Commercial satellite imagery indicates North Korea has begun dismantling its Punggye-ri nuclear test site.
According to analysts at U.S.-based watchdog group 38North, photograph’s taken above the site on May 7 provide “the first definitive evidence that dismantlement of the test site was already well underway.”
“Several key operational support buildings, located just outside the North, West and South Portals, have been razed since our last analysis,” 38North writes. “Some of the rails for the mining carts, which had led from the tunnels to their respective spoil piles, have apparently been removed.”
— 38 North (@38NorthNK) May 14, 2018
News of the site’s condition follows Saturday’s announcement by state-run media outlet Korean Central News Agency (KCNA) that foreign journalists would be invited next week to witness Punggye-ri’s full closure.
KCNA stated that the site would be permanently disabled by “collapsing all of its tunnels with explosions, blocking its entrances, and removing all observation facilities, research buildings and security posts.”
The site’s shuttering would fulfill a promise made by North Korean leader Kim Jong Un, who vowed to close the Punggye-ri testing grounds ahead of his summit with U.S. President Donald Trump next month.
Although reports claimed the site had become unusable after North Korea’s test last year of a suspected thermonuclear weapon, a statement from Kim, as well as satellite imagery, suggested two tunnels at Mt. Mantap were still viable.
While some see North Korea’s decision purely as a concession, Kim was adamant in stating that the testing site had become unnecessary due to Pyongyang achieving a credible nuclear deterrent.
The move by Kim, some nuclear experts suspect, could be an attempt to sanitize the site before international experts are able to examine the area for potential clues about the country’s nuclear capability.

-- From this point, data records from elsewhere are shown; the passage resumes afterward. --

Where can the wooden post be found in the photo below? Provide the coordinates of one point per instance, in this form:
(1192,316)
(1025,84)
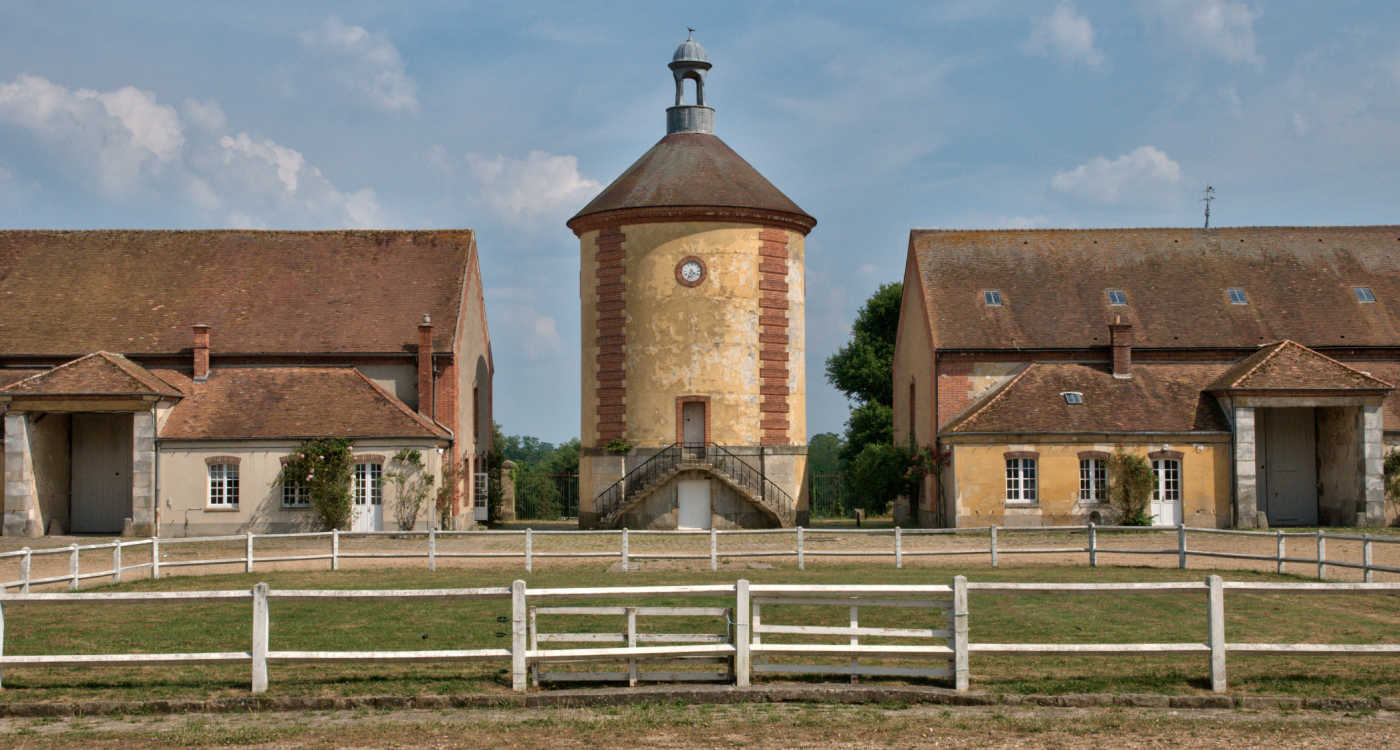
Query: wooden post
(518,635)
(1322,554)
(1180,546)
(741,633)
(431,549)
(261,626)
(961,633)
(625,550)
(1215,610)
(632,642)
(1365,557)
(1094,546)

Analysts have also pointed to North Korea’s nearly identical gesture in 2008 when it invited international media outlets to witness the demolition of a cooling tower at the Yongbyon nuclear plant as part of a pledge to limit its nuclear program.
Commercial satellite imagery from this month also shows a new structure in Pyongsong linked to the production of launchers for the Hwasong-15 intercontinental ballistic missile (ICBM). The photographs suggest that although North Korea may have agreed to stop testing its missiles and nukes, it has yet to state whether it intends to stop building them.
In an attempt to confirm North Korea’s authenticity, the U.S. has reportedly ordered Pyongyang to hand over five of its nuclear weapons to France ahead of the Trump-Kim summit in Singapore on June 12.